Waliullah Rahmani, a Shiite Hazara media entrepreneur and human rights activist now living in exile, said: “The Taliban are either behind the killings of Hazara and Shia communities or don’t care about them. Instead, they put all their efforts into ensuring that the real numbers of casualties should not be revealed.”
“Unfortunately, it is not the Hazara Shia community alone but all ethnic groups and minorities who are impacted by the Taliban’s oppression and killings,” he added. “Look at the Sikhs, the Hindus, the Kirghiz, and other minorities of Afghanistan who are being eliminated from Afghanistan.” Tajiks have been targeted amid an armed struggle in the Panjshir Valley, not far from Kabul, where locals report vicious retribution. Pockets of fighting continue in other areas of the north as well.

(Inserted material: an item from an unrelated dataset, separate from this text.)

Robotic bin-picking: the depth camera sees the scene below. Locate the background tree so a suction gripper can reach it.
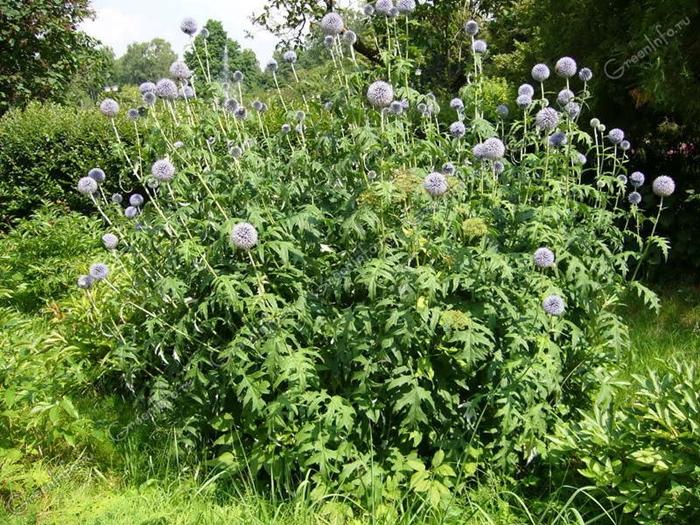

The Taliban, predominantly Sunni Pashtuns with a support base concentrated in the country’s south, have refused to include other ethnicities or religions in their regime. Now, they appear to be tightening the dragnet on minorities and any others who run afoul of their extremist interpretation of Islam, which includes banning all girls from secondary school (and thus higher education). The Taliban are introducing an ever-tightening system of community self-monitoring, Kabul residents said, where neighbors are encouraged to spy and report on one another. Extrajudicial detentions and killings continue with impunity, the UNAMA reported.
“The world must change its perspective of the Taliban and Afghanistan and must do something to protect Hazara Shia and other vulnerable communities in the country,” Rahmani said.